When a desktop agent is the right tool — and when it is not
The decision framework is simple.
- Use a desktop AI agent when the PDF is sensitive (invoices, statements, benefits, HR exports), when the conversion has any AI-judgment step (column recovery, total detection, ambiguous types), and when you want the output dropped straight onto your filesystem without round-trips.
- Use Power Query "Get Data → From PDF" when you already live in Excel, the PDF is clean text with explicit table lines, and you want the query to refresh on every new monthly file. The connector is mature and free with Excel.
- Use Tabula or Camelot directly when you want to script the conversion as part of a Python pipeline, the PDFs are reliably text-native, and you do not need AI judgment for column recovery. Both are free and run locally.
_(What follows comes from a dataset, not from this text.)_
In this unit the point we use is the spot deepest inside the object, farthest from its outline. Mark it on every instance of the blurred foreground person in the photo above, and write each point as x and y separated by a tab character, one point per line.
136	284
- Use a hosted converter for one-off public documents where the file is already public and you value zero-install convenience over data residency.
PDF-to-Excel is one of the tasks that turned into a "you need a SaaS for that" decision somewhere in the 2010s. It does not have to be. With the right desktop tooling, the conversion is a local job you supervise rather than a file you ship to a vendor and hope comes back clean.
FAQ
Can Lapu AI convert a PDF to Excel without uploading the file?
Yes. The PDF is read where it lives on your disk and the workbook is written to your disk. The file body is not uploaded for storage. Only minimal context — column names, a small sample of rows, ambiguous values where the model has to choose a type — is sent to the AI model provider for reasoning, and you can see in the agent's plan exactly what context was used. The result is a real .xlsx file that opens in Excel with no warnings.
What if the PDF is scanned, not text?
The agent runs an OCR pass first using the local OCR engine, then proceeds with extraction. Tabula and most cheap converters refuse scanned PDFs outright; a desktop agent can chain OCR and extraction in one workflow. Accuracy on scans depends on the source quality — a clean office scan reads near-perfectly, a phone photo of a crumpled receipt is harder. The agent flags low-confidence cells so you can review them rather than silently writing wrong values.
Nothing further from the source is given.